Solving the Nursing Shortage with Apple Pie and Kindness

Coral, a volunteer with Communities 1st, found that chatting about cake helped her to engage with Nigerian nurses working at the Lister Hospital! The nurses found cake both a source of comfort and entertainment! What is it about the English and their cake?

Coral is supporting the International Nurse Buddy Scheme that Communities 1st is running in response to a request from the National Health Service. Like most parts of the country, Hertfordshire is experiencing a shortage of qualified nurses, so the local NHS is looking at ways of supporting and retaining nurses recruited from overseas.  Communities 1st, an organisation that through tackling COVID had already established a good relationship with the NHS, was invited to help by recruiting volunteers who could meet with and befriend nurses from overseas. The buddies help them to get to know the local area, and signpost them to sources of advice and support. As a volunteer Coral has met the brief!

Coral read about the Buddy Scheme in a newsletter and liked the thinking behind it. She was already volunteering with C1st at vaccination centres, but she was open to a new and different challenge. She felt that the project could make a difference and help the NHS retain nurses.

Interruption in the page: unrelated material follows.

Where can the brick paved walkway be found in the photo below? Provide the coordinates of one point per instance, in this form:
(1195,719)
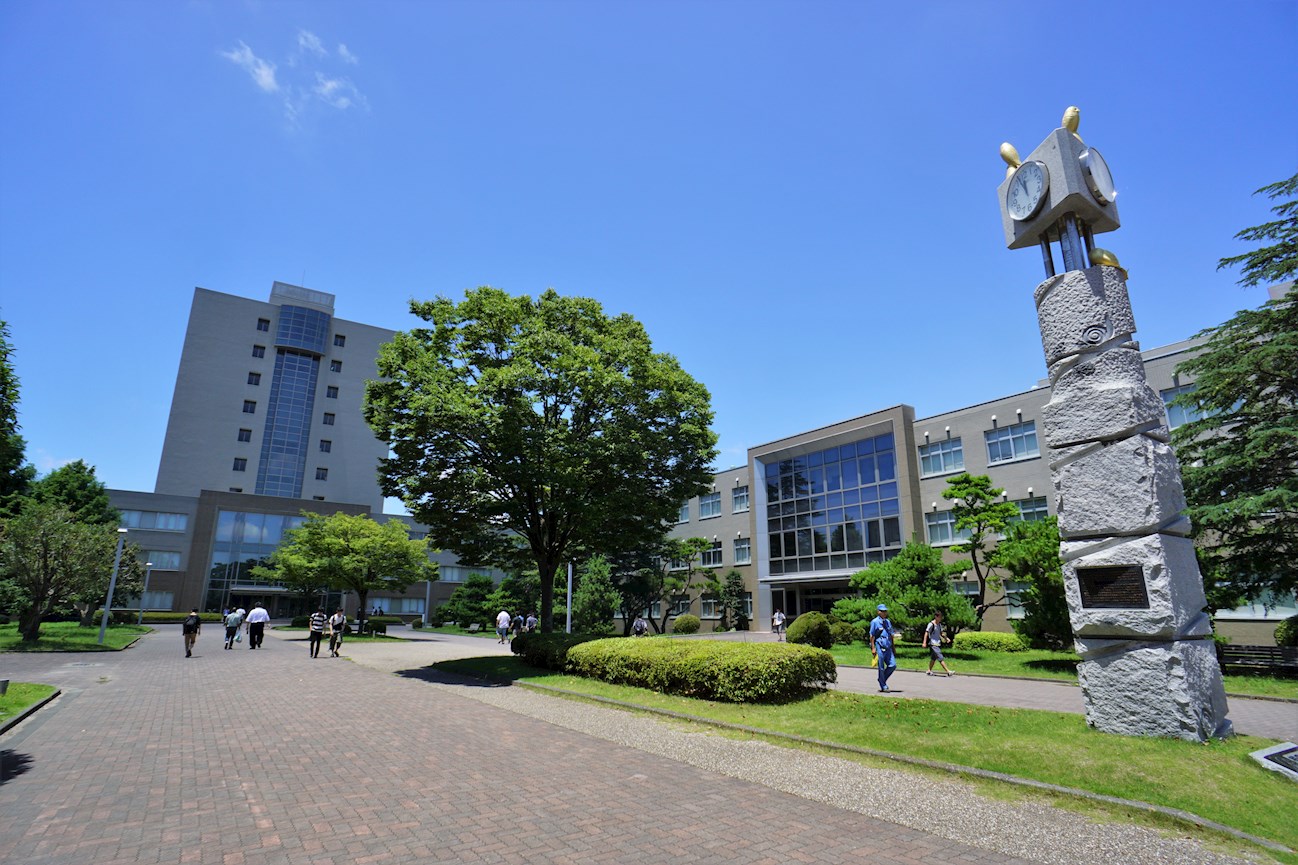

Coral signed up last October and very quickly she was making new friends.

An arrangement was made that Coral would meet up with Ayo*, an experienced Nigerian nurse working at the Lister. Ayo brought along a friend, Martha*, also from Nigeria and they all went out for coffee. Coral gave them a tour of Stevenage and showed them the station and the shops. She introduced the nurses to the delights of Argos and showed them how it works.

The next time Coral met with the two nurses they brought along another friend, Kayin also a Nigerian nurse at the Lister. Coral feels that supporting the three nurses together works well as the conversation flows easily and they can share their experiences and support each other.   

Coral has set up a WhatsApp group so they can swap messages and arrange to meet. She feels that: “it is reassuring to know that if you are feeling low you have a buddy that you can contact.”

Through the scheme, Coral can identify some of the problems that the overseas nurses face and help find ways forward. For example, Coral became aware that finding accommodation can be a worry. She helped by looking up letting agencies and sharing the information. She has also raised the problem with Communities 1st and suggested that the hospital could recruit host families. 

A cultural difference that they found was – CAKE!  When they went out for coffee, the nurses told Coral that in Nigeria they had heard that “Apple pie is the thing to eat in England!” Coral suggested they each have a different cake which they could share. Coral feels it is important to keep the chat light-hearted and cake provided an excellent vehicle. Her favourite cake, by the way, is lemon drizzle! Mine is treacle and pecan pie, ideally with clotted cream!

Coral feels that the International Nurse Buddy Scheme is working well.  She feels her nurses are settling in well and it is a pleasure to watch their progress.  She sees that the nurses are an asset to the NHS – they are qualified, hardworking, kind, and considerate. They are committed and want to stay in this country.

Coral feels that she has benefitted from the scheme too. While she has travelled a lot, she has never been to Nigeria, and she was pleased to learn about that country. “It’s been a good learning opportunity,” she explained, “and I’ve been pleased to trade stories. I have learnt a lot. I feel I have made three friends and I’d love to stay in touch.”

Coral feels: “The Buddy scheme is a great idea. You need an outgoing personality. I would certainly encourage others to come forward and help make a difference.” While a liking for cake may help, that isn’t essential!


*Nurses in this piece have been given alternative names.